国営放送の中継が面白くねえ訳が、よく分かった気がした。
中継なんてのは、大体の感覚で時間を測っといて、エイヤッでやるのが正解だ。デジタルじゃねえ、体感のアナログと度胸で。尻切れトンボの所が出たって、その方が間違いなく面白い。
インタビューだって自分のしゃべりだって、おおよその想定だけして、後はその場の雰囲気で流すのが、見ていて新鮮だし面白いに決まってる。
こういうことが、分かっててもできねえ。そういう組織なんだろう。
その5年ほど前だったか。俺の田舎の国営放送で、長いこと撮影助手をやってる奴に出会った。

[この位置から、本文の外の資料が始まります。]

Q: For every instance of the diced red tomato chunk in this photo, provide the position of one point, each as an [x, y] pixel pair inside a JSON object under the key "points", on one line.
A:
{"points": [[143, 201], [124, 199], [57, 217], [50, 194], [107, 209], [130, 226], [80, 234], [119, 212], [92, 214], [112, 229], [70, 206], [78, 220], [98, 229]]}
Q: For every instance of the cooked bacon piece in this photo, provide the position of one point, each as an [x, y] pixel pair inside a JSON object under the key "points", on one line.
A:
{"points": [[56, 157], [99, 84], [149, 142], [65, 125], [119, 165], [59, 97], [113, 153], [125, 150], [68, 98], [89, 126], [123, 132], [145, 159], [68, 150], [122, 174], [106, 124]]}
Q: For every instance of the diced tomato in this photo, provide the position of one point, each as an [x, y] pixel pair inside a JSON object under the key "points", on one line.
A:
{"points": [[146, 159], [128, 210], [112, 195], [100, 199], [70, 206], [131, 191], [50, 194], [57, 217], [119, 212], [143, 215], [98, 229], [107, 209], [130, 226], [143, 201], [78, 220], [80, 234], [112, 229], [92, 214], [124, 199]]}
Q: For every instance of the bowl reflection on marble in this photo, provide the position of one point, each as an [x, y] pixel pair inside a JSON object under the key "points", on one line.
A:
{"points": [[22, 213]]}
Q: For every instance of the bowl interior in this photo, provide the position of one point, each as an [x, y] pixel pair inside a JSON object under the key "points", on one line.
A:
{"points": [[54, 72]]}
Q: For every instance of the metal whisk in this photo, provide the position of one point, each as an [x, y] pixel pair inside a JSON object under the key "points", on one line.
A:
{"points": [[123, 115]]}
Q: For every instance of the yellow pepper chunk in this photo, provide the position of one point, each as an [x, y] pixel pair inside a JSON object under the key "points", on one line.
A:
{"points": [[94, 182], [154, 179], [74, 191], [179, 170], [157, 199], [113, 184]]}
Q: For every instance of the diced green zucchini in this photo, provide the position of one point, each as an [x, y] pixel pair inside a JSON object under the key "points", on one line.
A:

「転勤で、腰掛け程度にやって来る奴らとやってても、得るものねえぜ」
そう言って、面接だけでも受けてみろやと、その頃付き合いのあった田舎プロダクションを紹介した。だが約束の日になっても、そいつは現れなかった。
来なくて正解だろう。田舎プロと言ったって、対当たりでやらなきゃ務まらねえところはある。下請け、孫請け、アルバイトでも、国営ならば持ち上げられることはある。田舎じゃ。
職員なる者達の慇懃無礼さ、バイトの姉ちゃんの高慢ちきさに閉口したのも、その頃だ。袖擦り合う程度の縁だったが。
国営で、長年守衛だか運転手だかやってた親父がいた。
親父は、職員なる男におだてられたとか。退職金注ぎ込みプロダクション作った。85年頃だったか。
殿様商法しか知らねえ親父のプロは、すぐに行き詰った。当てにしてた国営からの仕事なんか、あるはずもなかった。この手の中央集中の官僚組織にゃ、ド田舎のちっぽけなプロを育てる手ずるなんかある訳がない。ええ格好しいに乗せられた親父が悪いさ。
ある時親父は、おだてた職員が舞い戻ってた渋谷に出向いた。わらをもつかむ思いだったんだろう。
この時は、たまたま俺も同行した。制作上で付き合ってた親父と、一緒に営業回りする所があったのだ。
案の定というか、職員なる男は現れなかった。連絡しといたが…と親父。雲隠れに決まってるじゃねえか。
親父のプロは、間もなく潰れた。残ったのは借金とポンコツ車だけだった。「親父、汗の匂いのねえ口先プランにゃ気を付けなよ…」。そんな言葉は右から左の報いだぜ、悪りいけど。
田舎者の「人のよさ」はおしなべてこんなもんだ、いまだに。